V4L2 FPGA - Introduction - Overview

From RidgeRun Developer Wiki
Revision as of 15:04, 17 July 2019 by Lleon (talk | contribs) (Making the subsystems more detailed)



  Index  




Project Structure

This project consists of three subsystems which allow for the acceleration of algorithms on custom hardware as shown in the following image:

V4L2 Data Flow

Frame Sink: allows sending video frames from a user application to an FPGA device connected through PCI-e. From the architecture perspective, a design could only have a Frame Sink and a hardware accelerator for controlling a display or a series of devices, which interacts with the incoming video stream.

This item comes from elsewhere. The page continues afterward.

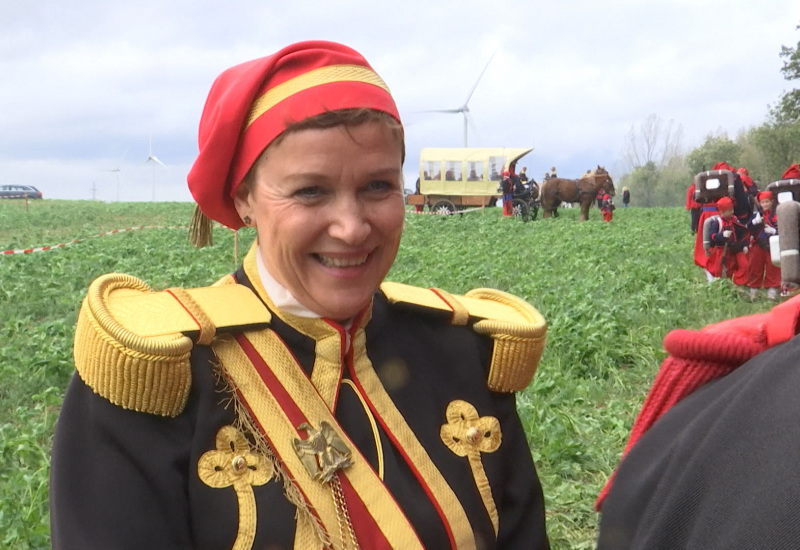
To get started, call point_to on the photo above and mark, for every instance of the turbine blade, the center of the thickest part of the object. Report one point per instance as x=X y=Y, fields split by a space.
x=459 y=110
x=472 y=91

HW accelerator: this subsystem allows for the processing of frames by complex algorithms. Algorithms implemented in hardware are less power-intensive, faster and allow for massive parallelism. An example of an HW accelerator is a demosaicing accelerator, which involves three convolutions running simultaneously at 8 pixels per clock each.

Frame Grabber: allows capturing frames from a PCI-e connected FPGA device. A possible design can only have this subsystem, making possible to connect a camera to the FPGA directly and perform the deserializing, decoding and demosaicing without adding any overhead to the system processor, which will receive the frames ready for their consumption.

FPGA

A Field Programmable Gate Array (FPGA) is an integrated circuit which can be configured after manufacturing. The FPGA allows implementing heavy computational algorithms described as hardware and offering massive parallelism, which leads to multi-pipeline architectures and vectorial computing.

One of the key strengths of FPGA is its capability of implementing software algorithms on hardware, which can be run at one computation per clock or even more, depending on the optimization techniques employed for parallelizing during the hardware description. In the field of Image Processing, custom image processing applications can be described as hardware on FPGA. It allows accelerating algorithms to the limits and achieving better performance in terms of GLOPS/Watt, resulting in high-performance computation with a lower consumption than GPUs.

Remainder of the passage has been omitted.